William Hazlitt's “My First Acquaintance with Poets" contains a story featured in many books about Hazlitt – Tom Paulin's The Day-Star of Liberty being one of my favorite of these books. The incident occurred while Hazlitt and Coleridge were walking and talking together. It served to strengthen Hazlitt in his belief that men are not naturally selfish.
“A fisherman gave Coleridge an account of a boy that had been drowned the day before, and that they had tried to save him at the risk of their own lives. He said 'he did not know how it was that they had ventured, but, Sir, we have a nature towards one another.'”

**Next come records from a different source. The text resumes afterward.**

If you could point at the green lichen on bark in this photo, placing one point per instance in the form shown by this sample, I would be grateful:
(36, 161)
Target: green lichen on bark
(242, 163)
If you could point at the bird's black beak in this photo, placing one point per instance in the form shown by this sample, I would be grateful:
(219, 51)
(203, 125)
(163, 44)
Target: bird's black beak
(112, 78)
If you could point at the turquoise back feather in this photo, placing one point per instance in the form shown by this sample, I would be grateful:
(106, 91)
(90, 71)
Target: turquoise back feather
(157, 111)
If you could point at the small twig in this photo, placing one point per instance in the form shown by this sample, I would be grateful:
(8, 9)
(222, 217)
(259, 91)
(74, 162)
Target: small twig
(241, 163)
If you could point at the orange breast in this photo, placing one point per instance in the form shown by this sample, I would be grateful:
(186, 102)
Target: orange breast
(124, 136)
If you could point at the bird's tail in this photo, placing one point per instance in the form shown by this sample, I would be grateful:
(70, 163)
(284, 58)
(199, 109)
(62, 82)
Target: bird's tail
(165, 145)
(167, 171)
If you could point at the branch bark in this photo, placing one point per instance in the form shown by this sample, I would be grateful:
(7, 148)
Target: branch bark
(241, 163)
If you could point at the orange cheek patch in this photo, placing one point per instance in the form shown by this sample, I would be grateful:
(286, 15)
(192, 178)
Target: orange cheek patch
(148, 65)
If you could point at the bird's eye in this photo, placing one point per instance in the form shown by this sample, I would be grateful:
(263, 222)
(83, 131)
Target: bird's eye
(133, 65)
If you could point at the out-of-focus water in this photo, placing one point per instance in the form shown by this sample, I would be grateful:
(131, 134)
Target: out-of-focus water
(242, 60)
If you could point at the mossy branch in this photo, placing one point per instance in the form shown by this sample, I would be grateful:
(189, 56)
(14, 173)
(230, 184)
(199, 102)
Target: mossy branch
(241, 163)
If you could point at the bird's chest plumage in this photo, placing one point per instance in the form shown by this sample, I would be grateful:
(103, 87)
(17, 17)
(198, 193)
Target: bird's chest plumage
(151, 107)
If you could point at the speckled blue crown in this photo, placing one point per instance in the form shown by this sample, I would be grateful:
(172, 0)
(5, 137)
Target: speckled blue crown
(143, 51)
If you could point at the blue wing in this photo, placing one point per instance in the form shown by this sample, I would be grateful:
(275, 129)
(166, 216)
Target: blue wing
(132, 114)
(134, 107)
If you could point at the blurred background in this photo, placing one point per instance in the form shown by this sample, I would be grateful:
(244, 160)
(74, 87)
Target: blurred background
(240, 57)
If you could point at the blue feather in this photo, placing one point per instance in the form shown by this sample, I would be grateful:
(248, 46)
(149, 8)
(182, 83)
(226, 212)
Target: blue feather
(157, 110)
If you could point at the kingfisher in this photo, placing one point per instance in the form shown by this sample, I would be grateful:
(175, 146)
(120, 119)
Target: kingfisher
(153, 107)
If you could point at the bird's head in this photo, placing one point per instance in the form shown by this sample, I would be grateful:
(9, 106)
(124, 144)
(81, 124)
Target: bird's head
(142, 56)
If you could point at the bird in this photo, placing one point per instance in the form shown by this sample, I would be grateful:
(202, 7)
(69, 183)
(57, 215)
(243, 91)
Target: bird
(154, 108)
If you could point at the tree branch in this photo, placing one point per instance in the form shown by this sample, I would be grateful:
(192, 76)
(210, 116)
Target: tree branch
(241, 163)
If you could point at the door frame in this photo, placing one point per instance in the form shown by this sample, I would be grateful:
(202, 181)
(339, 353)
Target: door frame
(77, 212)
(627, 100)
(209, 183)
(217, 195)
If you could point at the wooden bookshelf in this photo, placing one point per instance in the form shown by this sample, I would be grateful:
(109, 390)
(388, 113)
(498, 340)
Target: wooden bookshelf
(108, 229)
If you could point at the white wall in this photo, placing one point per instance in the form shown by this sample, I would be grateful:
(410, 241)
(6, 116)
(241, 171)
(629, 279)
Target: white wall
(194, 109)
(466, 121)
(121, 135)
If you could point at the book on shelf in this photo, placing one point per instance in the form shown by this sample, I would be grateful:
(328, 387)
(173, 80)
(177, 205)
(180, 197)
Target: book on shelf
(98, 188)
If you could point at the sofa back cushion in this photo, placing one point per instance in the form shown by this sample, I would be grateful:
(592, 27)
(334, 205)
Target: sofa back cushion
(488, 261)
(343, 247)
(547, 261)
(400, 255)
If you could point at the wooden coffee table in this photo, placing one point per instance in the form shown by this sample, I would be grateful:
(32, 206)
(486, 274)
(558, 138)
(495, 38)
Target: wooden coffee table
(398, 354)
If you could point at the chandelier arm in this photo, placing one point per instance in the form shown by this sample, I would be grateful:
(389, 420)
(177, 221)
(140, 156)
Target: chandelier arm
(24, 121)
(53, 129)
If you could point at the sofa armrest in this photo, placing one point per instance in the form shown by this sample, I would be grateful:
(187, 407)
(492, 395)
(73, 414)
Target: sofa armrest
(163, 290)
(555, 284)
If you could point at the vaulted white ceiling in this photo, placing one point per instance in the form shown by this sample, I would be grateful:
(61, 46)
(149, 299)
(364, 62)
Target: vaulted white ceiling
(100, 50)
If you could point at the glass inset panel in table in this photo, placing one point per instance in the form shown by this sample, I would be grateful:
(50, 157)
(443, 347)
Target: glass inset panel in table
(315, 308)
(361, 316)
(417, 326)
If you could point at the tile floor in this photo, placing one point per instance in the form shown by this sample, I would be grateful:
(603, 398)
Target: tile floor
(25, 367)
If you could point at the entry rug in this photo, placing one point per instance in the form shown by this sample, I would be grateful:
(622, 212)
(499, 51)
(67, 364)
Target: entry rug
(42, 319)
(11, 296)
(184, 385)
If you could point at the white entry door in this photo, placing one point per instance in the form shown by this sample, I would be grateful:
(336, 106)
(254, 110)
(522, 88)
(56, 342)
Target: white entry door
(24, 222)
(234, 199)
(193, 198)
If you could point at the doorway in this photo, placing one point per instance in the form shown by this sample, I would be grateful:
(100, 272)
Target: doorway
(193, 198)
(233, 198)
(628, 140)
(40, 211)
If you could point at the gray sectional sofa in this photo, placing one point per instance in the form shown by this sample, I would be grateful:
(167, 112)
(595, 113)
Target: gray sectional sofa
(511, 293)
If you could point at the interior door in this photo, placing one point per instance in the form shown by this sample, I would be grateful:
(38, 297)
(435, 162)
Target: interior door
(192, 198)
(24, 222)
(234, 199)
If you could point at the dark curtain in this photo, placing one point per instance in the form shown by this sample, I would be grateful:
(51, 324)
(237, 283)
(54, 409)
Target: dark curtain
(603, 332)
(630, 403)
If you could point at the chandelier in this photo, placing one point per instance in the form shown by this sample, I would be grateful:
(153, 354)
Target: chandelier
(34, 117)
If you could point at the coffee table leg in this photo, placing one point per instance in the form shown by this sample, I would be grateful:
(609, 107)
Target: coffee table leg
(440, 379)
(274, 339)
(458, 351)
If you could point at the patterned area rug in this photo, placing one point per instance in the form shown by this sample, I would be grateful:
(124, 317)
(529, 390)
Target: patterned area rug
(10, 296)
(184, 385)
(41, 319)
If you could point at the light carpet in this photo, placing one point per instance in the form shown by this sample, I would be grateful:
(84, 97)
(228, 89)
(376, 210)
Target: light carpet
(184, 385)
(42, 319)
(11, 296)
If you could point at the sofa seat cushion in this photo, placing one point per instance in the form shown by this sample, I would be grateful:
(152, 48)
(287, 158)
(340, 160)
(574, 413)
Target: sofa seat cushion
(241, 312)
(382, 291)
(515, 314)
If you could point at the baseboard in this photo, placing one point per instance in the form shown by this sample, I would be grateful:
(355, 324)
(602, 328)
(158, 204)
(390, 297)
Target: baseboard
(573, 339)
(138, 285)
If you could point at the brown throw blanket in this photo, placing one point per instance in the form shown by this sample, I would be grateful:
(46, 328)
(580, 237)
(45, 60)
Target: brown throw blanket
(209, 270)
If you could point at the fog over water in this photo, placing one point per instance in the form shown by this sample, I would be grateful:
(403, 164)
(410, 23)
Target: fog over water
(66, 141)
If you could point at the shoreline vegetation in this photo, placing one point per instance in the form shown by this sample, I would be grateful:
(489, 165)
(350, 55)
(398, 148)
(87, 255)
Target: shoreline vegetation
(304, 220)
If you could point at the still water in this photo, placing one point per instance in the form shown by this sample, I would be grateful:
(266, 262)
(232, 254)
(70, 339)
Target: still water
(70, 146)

This impressed Hazlitt as evidence for William Godwin's conviction that, under ideal social conditions, we are naturally altruistic. I always found it an uplifting story, so it was with some dismay that I learned from Patrick French's biography of V.S Naipaul, The World is What it is, that Naipaul, as a boy, had a diametrically opposed experience, which Naipaul wrote about to his first wife --
“When I was twelve, I went to the seaside. Three people – a brother & 2 sisters – had been drowned. They could have been saved, but the fishermen had wanted to know how much they would be paid! Oh, the terror I felt then. The fishermen pulled in the seine and brought in the bodies and caught an extraordinary number of catfish, always anxious to get at the helpless. The three bodies relaxed in the sand. The sun going down. And, from a cheap beach café, a gramophone: Bésame mucho” -- Kiss me often, my darling, and say that you'll always be mine. I don't know what people of 12 feel, but I have never forgotten that.”